Die Kooperationsklasse ist eine Form der Inklusion von Kindern mit Förderbedarf. Sie bedeutet in Sachsen-Anhalt, dass eine nur aus Schülern mit Förderbedarf bestehende Klasse in der Verantwortung einer Förderschule steht, die über eine Kooperationsvereinbarung eine Grund- oder Sekundarschule in die Verantwortung einbindet.
Das bedeutet, diese Klassen sind einer Förderschule zugeordnet, jedoch organisatorisch am Standort einer Grund- oder Sekundarschule eingerichtet. Damit ist für diese Schüler die Möglichkeit gegeben, die Lernbegegnung mit Kindern oder Jugendlichen ohne sonderpädagogischem Förderbedarf herzustellen, Anregungen und Anreize zum Lernen zu nutzen, die am Lernort der Förderschule so nicht gegeben wären.

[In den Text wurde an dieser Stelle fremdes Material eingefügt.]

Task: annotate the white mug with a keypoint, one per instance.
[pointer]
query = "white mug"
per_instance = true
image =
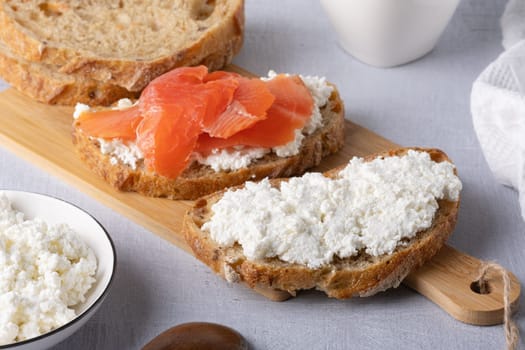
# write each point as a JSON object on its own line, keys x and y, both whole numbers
{"x": 387, "y": 33}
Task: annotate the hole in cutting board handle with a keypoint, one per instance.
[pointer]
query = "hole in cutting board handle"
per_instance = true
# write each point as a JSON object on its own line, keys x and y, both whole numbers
{"x": 479, "y": 288}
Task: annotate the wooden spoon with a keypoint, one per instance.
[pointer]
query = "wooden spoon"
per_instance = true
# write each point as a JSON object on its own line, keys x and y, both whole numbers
{"x": 198, "y": 336}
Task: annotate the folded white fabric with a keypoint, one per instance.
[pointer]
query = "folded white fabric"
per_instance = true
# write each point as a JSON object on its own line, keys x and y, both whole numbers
{"x": 498, "y": 104}
{"x": 513, "y": 23}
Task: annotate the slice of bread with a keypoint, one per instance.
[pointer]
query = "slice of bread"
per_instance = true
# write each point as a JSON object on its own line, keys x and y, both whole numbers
{"x": 125, "y": 43}
{"x": 360, "y": 275}
{"x": 198, "y": 180}
{"x": 45, "y": 84}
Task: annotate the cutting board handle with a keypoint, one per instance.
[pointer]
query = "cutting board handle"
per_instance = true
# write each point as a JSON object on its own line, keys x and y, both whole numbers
{"x": 449, "y": 280}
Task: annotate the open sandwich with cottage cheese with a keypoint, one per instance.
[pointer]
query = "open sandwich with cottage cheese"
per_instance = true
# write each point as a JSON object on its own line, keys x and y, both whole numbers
{"x": 194, "y": 132}
{"x": 353, "y": 231}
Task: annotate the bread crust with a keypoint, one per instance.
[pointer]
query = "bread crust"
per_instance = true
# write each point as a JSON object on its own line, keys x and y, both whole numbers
{"x": 45, "y": 85}
{"x": 362, "y": 275}
{"x": 214, "y": 48}
{"x": 199, "y": 180}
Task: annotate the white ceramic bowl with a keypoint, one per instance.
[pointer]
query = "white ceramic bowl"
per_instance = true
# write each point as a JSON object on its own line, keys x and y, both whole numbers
{"x": 387, "y": 33}
{"x": 54, "y": 211}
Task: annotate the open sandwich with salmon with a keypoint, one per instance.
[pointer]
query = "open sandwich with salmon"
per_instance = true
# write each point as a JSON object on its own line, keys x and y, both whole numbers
{"x": 193, "y": 132}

Der Unterricht einer Kooperationsklasse wird in der Regel durch das Lehrpersonal der Förderschule abgesichert, wobei auch Lehrkräfte der allgemeinen Schule kooperativ einbezogen sein können. Im Harzkreis gibt es diesen Klassentyp und solche Kooperationsvereinbarungen nur für den 10. Schuljahrgang.

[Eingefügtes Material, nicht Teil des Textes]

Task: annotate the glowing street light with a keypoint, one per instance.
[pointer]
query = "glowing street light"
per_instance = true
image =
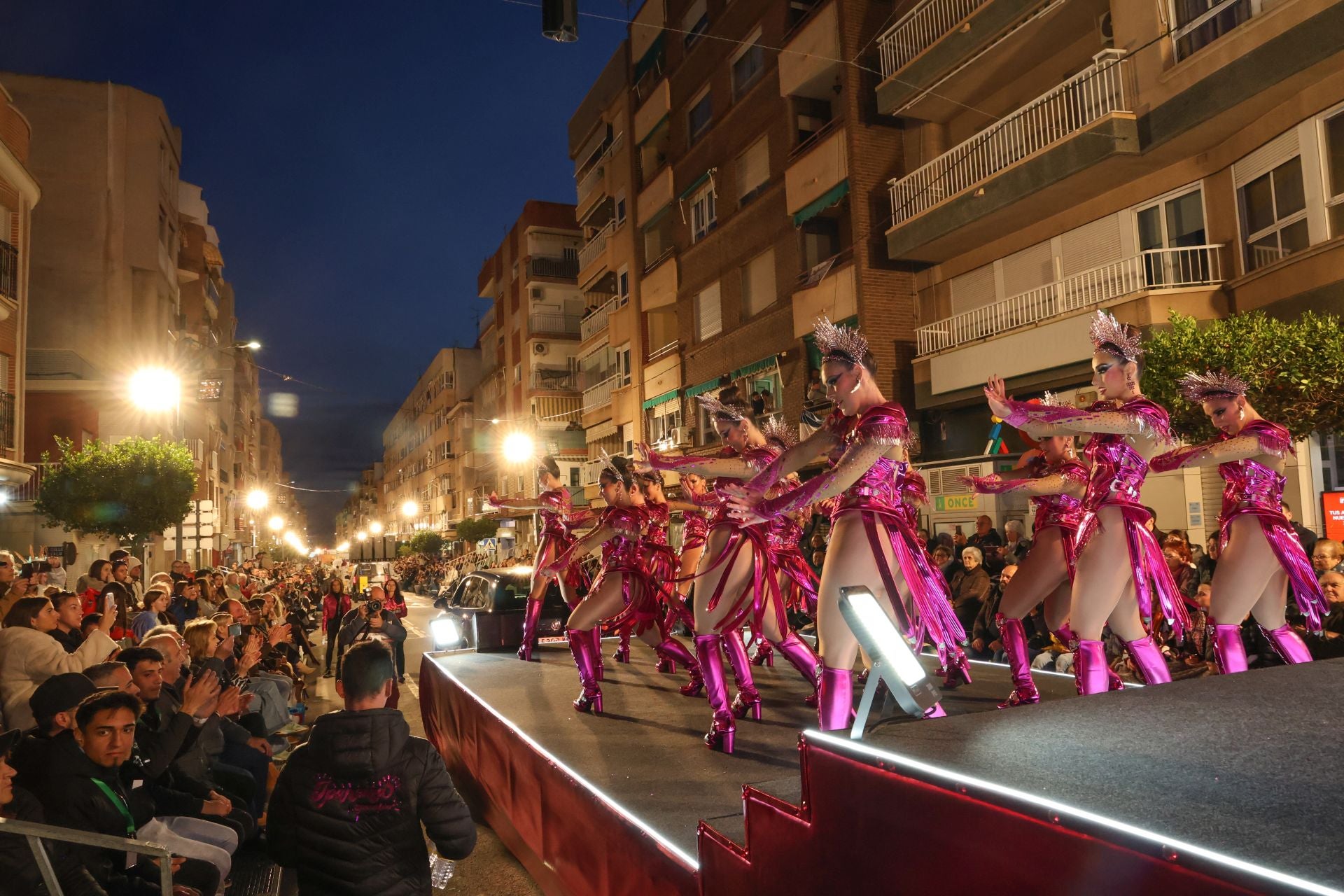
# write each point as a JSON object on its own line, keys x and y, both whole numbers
{"x": 155, "y": 388}
{"x": 519, "y": 448}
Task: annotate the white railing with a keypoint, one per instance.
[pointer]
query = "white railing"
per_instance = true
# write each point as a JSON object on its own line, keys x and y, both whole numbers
{"x": 596, "y": 323}
{"x": 1065, "y": 111}
{"x": 596, "y": 246}
{"x": 920, "y": 30}
{"x": 601, "y": 394}
{"x": 1151, "y": 269}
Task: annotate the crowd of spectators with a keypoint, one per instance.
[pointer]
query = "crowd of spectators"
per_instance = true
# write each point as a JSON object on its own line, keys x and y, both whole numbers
{"x": 164, "y": 710}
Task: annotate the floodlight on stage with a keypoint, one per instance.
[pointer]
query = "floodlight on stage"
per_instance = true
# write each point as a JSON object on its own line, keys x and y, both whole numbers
{"x": 894, "y": 660}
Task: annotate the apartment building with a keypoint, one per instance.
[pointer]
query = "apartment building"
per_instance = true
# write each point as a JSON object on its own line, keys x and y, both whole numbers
{"x": 1096, "y": 153}
{"x": 756, "y": 172}
{"x": 19, "y": 192}
{"x": 530, "y": 365}
{"x": 422, "y": 448}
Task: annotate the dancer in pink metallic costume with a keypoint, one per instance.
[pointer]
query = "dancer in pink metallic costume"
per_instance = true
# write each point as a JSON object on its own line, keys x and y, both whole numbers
{"x": 622, "y": 590}
{"x": 1260, "y": 554}
{"x": 555, "y": 510}
{"x": 1057, "y": 481}
{"x": 737, "y": 580}
{"x": 872, "y": 540}
{"x": 1120, "y": 564}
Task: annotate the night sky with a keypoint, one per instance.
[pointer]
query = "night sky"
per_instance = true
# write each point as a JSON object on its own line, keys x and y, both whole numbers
{"x": 359, "y": 160}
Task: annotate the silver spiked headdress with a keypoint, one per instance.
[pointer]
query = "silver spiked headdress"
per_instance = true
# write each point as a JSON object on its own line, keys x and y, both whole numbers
{"x": 843, "y": 343}
{"x": 777, "y": 430}
{"x": 718, "y": 409}
{"x": 1107, "y": 331}
{"x": 1200, "y": 387}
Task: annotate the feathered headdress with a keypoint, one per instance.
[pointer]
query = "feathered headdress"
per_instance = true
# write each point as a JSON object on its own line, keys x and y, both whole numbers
{"x": 777, "y": 430}
{"x": 718, "y": 409}
{"x": 843, "y": 343}
{"x": 1107, "y": 331}
{"x": 1200, "y": 387}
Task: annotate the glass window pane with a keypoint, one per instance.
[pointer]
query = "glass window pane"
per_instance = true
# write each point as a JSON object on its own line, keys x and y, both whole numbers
{"x": 1335, "y": 155}
{"x": 1294, "y": 238}
{"x": 1151, "y": 229}
{"x": 1186, "y": 220}
{"x": 1259, "y": 203}
{"x": 1289, "y": 194}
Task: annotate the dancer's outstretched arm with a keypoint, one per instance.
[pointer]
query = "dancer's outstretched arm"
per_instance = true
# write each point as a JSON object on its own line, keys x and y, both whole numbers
{"x": 820, "y": 442}
{"x": 1222, "y": 451}
{"x": 581, "y": 548}
{"x": 733, "y": 468}
{"x": 858, "y": 460}
{"x": 1053, "y": 484}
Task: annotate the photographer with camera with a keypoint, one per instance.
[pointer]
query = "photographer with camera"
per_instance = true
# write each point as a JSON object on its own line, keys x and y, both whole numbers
{"x": 371, "y": 621}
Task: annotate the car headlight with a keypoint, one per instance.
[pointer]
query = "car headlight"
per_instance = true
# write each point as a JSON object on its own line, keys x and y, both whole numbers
{"x": 445, "y": 633}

Dies sah auch Susanne Seidel (CDU) so. „Das Besondere an diesen Klassen ist, dass die betreffenden Schüler in ihrem gewohnten Klassenverband verbleiben, von ihnen vertrauten Förderschullehrern, Klassenlehrern und kooperierenden Sekundarschullehrern nach einem auf ihre Möglichkeiten abgestimmten Lehrplan unterrichtet werden“, sagte sie.
Susanne Seidel ist Lehrerin an der „Sekundar- und Gemeinschaftsschule Hagenberg“ in Gernrode, ebenso Vorstandsmitglied des jugendtherapeutischen Vereins „Kinder- und Jugendhilfswerk Gernrode“ und war mehrere Jahre an einer Förderschule tätig, um genau diese betroffenen Schüler auf die Kooperationsklasse vorzubereiten. „Mit der vom Kultusministerium angedachten Abschaffung dieser Klassen sehen wir diesen Erfolg aber gefährdet“, sagte Seidel.

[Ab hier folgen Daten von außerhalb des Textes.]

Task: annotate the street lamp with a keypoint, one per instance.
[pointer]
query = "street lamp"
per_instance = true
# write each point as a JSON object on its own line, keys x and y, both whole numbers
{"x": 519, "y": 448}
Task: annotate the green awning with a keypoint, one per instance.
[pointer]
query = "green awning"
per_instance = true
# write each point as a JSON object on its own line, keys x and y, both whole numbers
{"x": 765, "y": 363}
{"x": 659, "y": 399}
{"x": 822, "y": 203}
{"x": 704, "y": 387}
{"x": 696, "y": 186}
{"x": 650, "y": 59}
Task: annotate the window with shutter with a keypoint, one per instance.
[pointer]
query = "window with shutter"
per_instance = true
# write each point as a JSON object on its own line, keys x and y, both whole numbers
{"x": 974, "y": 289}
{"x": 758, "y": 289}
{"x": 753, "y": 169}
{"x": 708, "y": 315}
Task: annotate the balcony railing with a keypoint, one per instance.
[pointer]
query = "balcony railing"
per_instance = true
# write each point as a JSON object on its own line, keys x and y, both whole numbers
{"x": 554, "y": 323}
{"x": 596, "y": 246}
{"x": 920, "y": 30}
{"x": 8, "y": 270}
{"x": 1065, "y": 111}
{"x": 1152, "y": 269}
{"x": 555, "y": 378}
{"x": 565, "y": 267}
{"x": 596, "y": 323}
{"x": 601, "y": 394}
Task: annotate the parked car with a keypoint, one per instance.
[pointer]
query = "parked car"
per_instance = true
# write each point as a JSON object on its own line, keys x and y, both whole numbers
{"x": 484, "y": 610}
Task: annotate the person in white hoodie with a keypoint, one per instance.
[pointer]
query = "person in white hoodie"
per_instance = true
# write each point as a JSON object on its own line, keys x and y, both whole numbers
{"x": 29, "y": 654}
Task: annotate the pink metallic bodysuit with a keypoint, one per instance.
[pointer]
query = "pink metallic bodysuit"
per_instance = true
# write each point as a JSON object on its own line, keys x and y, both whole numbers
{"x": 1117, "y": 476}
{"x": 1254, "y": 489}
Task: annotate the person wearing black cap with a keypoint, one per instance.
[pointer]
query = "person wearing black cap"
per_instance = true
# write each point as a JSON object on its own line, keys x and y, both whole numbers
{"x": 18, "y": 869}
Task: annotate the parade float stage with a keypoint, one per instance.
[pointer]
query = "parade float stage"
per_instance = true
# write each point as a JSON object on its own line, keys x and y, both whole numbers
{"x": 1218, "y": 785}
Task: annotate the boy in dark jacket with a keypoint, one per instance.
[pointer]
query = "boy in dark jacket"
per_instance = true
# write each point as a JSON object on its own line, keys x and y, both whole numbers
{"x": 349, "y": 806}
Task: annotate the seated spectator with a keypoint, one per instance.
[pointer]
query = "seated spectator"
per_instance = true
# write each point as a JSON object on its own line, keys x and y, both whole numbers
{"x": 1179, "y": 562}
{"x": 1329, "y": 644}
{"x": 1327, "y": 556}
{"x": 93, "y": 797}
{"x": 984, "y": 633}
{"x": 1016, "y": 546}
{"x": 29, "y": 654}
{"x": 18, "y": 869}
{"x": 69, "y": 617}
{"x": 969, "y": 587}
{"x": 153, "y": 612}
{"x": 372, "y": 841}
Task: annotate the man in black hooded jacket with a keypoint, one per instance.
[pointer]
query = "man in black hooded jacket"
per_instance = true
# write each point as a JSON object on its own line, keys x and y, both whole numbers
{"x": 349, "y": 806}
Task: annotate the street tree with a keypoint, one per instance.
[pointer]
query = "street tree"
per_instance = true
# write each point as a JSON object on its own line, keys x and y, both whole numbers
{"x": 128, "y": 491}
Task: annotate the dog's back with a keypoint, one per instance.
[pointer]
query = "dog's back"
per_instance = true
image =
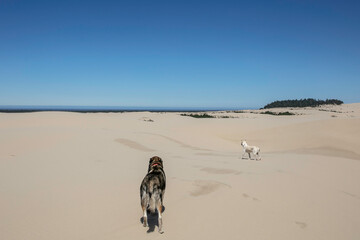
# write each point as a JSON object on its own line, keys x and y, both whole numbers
{"x": 152, "y": 189}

Benachteiligung für Förderschüler
Denn nun, so erklärte die CDU-Abgeordnete, sollen jene Kinder im gemeinsamen Unterricht mit den 10. Klassen der Sekundarschule um einen Abschluss kämpfen, den Sekundarschüler bereits im 9. Schuljahr abgelegt haben. Somit sei nach ihren Worten die Schere der Kenntnisvoraussetzungen zwischen Förderschülern und Sekundarschülern nicht nur von vornherein größer; noch dazu mute man den ohnehin in ihrem Lernprozess benachteiligten Kindern zu, sich in einem neuen Klassenverband integrieren zu müssen. In ihrem Abschlussjahr wird erwartet, dass sie ohne ihnen bekannte Bezugspersonen in einem völlig neuen Lernumfeld klarkommen sollen, gab sie zu bedenken. Das sei etwas, was Schulbehörden in jeder anderen Schulform bei jedem Abschlussjahrgang - auch bei Schulschließung und Fusionen - tunlichst vermeiden würden.
„Nicht nur ich als Lehrerin, sondern Förderschulpädagogen aller Professionen und vor allem die Eltern sehen es somit als beinahe unmöglich an, ihren Kindern so einen erfolgreichen Schulabschluss zu ermöglichen“, betonte sie. Ebenso ist es aus ihrer Sicht nicht hinnehmbar, dass gerade die Eltern, die einen Förderschulbildungsgang als richtig angesehen haben, jetzt gezwungen werden, ihr Kind doch in den gemeinsamen Unterricht schicken zu müssen – und „somit ihrer nach Schulgesetz und geltender Rechtslage zugesprochenen Wahlmöglichkeit beraubt“ werden.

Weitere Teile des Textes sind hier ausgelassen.